Now the place I walk is along a large lake and there are two trams that operate along the path about every 15 minutes. And as I was walking I started to realize that I needed to catch that tram, because I was starting to feel faint. Unfortunately I was smack dab between the tram stops, so I decided to try and make it to the next tram stop by walking really briskly. And then I realized that the tram was coming up behind me, rather quickly, so I broke into an ill fated 50 yard dash. heh heh.

El Stupido, witty.

Trams are faster than sickly kitties.

So, what is the international sign of distress, now? The waving of arms? The yelling of the words, HELP, HELP? Well, I did those two things because I was feeling so weak, that I wasn’t sure if I was going to pass out. But the tram driver, who was obviously from France, or some place that doesn’t give a shit, shook her head no as I was trying to flag her down and kept driving.

And then as all the open air passengers glided by I yelled out, “Help, I’m having low blood sugar. Help”. And they all looked at me. And...well, did nothing. Yay!

And the tram turnaround thing was maybe only about 150 feet in front of me. You know, the place where the tram makes A STOP. But it didn’t stop, because none of the passengers made any requests, like hey, there’s a girl in distress back there. She looks a little pale. Can we stop for a minute?

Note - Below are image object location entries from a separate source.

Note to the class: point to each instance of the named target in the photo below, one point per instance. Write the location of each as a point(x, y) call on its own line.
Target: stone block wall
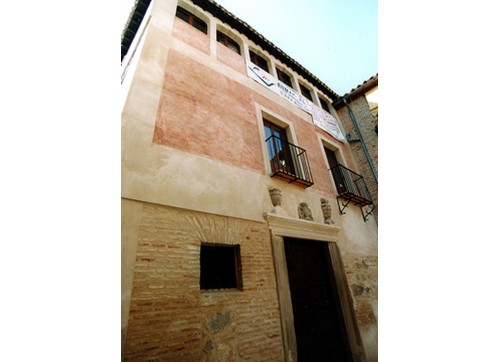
point(366, 123)
point(171, 319)
point(362, 277)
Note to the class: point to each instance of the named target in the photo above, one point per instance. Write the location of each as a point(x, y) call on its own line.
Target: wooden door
point(318, 320)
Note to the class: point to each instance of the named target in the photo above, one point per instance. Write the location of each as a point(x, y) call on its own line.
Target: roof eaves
point(241, 26)
point(361, 89)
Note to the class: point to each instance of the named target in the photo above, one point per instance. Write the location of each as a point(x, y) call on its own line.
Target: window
point(335, 170)
point(285, 78)
point(288, 161)
point(220, 266)
point(324, 105)
point(228, 42)
point(191, 19)
point(305, 92)
point(277, 146)
point(258, 60)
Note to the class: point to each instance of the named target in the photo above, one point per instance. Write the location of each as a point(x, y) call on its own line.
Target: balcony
point(351, 186)
point(288, 162)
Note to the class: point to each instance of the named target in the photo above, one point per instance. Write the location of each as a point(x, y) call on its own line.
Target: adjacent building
point(246, 225)
point(359, 116)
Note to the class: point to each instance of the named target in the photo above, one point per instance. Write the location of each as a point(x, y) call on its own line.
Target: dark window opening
point(285, 78)
point(334, 169)
point(324, 105)
point(191, 19)
point(258, 60)
point(287, 161)
point(220, 266)
point(228, 42)
point(305, 92)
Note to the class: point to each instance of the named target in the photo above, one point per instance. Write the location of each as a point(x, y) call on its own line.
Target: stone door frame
point(282, 227)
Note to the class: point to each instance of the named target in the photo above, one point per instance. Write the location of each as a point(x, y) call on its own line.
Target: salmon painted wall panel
point(203, 112)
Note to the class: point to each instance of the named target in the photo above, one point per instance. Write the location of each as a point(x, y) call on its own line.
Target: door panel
point(318, 320)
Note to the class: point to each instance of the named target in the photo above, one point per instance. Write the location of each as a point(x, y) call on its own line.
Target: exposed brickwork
point(172, 320)
point(362, 277)
point(366, 123)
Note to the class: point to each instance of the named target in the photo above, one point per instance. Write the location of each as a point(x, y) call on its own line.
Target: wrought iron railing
point(351, 185)
point(289, 161)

So I walked to the turnaround and flagged down a guy and his kid on their bikes. At least they stopped. I told them I thought I might be having a low blood sugar attack, and could they please get the park ranger, and the man said he would. I then went and laid down on the park bench. Kind of felt like a wino or something. But I was feeling so fatigued, and I really wasn’t sure if it was the blood sugar thing or not. My mouth was also really dry. I usually keep glucose tablets in my purse, but I don’t usually carry my purse when I walk.

Smart thinkin’ witty!

Finally after about 7-9 minutes a blonde girl arrived in a truck. She asked if I was all right. Hmm, let me think. Well, I don’t usually lie on park benched looking like Vampira, so we’ll be giving that a negative, good buddy. At first she didn’t want me to get up. She was talking into a walkie talkie giving someone our whereabouts. I finally said I thought I could probably walk, mainly because I really wanted to get to my glucose tabs. I laid against the window as she chattered excitedly. Today was her first day on the job. She usually worked at the snack bar and now she was rescuing people. Yee haw!

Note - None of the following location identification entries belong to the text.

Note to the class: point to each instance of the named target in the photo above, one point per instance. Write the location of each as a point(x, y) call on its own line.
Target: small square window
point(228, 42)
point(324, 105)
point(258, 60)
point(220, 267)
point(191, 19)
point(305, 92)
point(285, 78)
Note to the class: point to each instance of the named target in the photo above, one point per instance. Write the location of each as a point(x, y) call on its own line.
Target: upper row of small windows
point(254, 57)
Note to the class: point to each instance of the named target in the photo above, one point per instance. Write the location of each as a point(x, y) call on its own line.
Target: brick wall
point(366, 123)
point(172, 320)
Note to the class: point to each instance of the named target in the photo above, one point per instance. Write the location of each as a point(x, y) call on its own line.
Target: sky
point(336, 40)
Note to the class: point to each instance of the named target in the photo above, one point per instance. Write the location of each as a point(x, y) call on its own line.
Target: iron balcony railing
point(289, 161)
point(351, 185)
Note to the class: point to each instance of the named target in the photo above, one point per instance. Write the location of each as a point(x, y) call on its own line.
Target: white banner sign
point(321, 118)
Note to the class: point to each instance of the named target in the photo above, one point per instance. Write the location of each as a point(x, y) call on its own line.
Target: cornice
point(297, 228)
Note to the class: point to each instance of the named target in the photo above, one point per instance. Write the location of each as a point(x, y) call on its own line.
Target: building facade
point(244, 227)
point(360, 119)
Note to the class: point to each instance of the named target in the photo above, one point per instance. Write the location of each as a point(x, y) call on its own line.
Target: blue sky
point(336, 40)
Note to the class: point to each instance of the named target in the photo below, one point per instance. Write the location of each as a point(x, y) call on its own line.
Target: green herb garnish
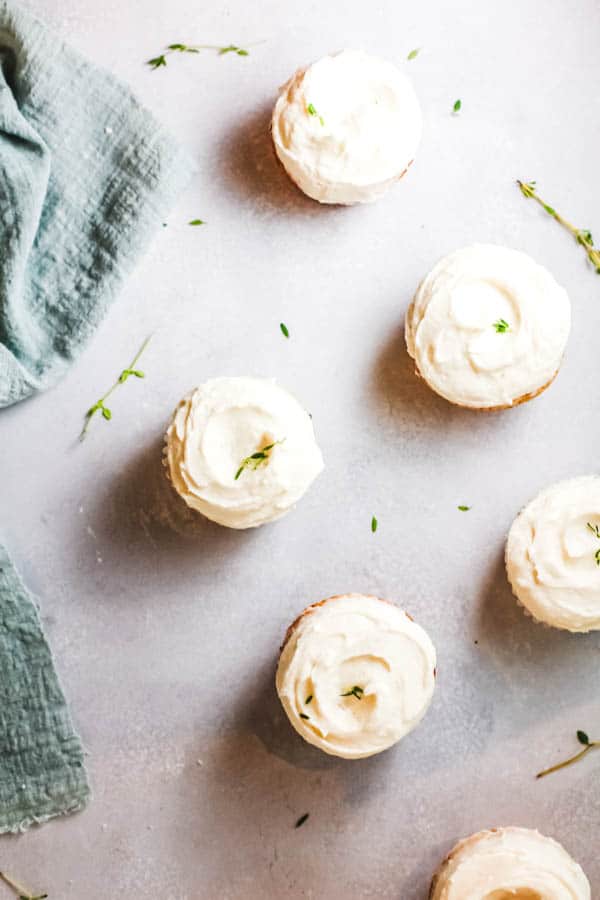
point(100, 405)
point(587, 746)
point(19, 890)
point(595, 529)
point(356, 691)
point(260, 458)
point(582, 235)
point(310, 109)
point(161, 60)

I actually didn’t know that she wasn’t the actual park ranger until we pulled up next to a big fancy SUV with the words Park Ranger on the side of it. I guess the snack bar comment should have been a tip off. I was then handed over to Ranger Rick and transferred to the back of his vehicle. It had one of those barred structures separating the front seat and the back. Kinda felt like I was in an episode of a COPS. Whee. Hopefully that’ll be the only time I am in the back seat of a “police” vehicle.

Even in my weakened state, I did manage to bitch about being left in the dust by the tram in my hour of need. He said they shouldn’t have done that and that he would talk to them about that. Whether he was just placating me or not, I’m not really sure, since I was laying in the back seat with my eyes closed. So he drove me over to my car. Got to my purse and got my glucose tablet. He did stay with me for about 10 minutes to make sure I didn’t keel over or anything. And the glucose tablet did help. I felt better in about 15 minutes and then I went to the store across the street and got a donut.

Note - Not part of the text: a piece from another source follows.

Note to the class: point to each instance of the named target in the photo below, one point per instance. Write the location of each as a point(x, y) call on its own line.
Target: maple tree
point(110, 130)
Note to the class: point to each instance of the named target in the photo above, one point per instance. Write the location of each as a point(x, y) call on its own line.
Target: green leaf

Damn, its so fucking exciting to have an excuse to eat donuts.

....Donuts, gotta have ‘em....Low blood sugar, you know.

So, all in all. Not the best of afternoons. I have been putting off a trip to my doctors about this bleeding thing, but this certainly must be related to all this tiredness. I’m supposed to see Married Guy on Monday for my first massage in five weeks. That is very close to a record for the longest time without a massage. And I don’t want to miss that, so I will probably have to make a doctor’s appointment in the afternoon, and see what’s happening.

As much as I grouse about life, I do want to make sure that my Alternate Ending Universe is as fabulous as possible.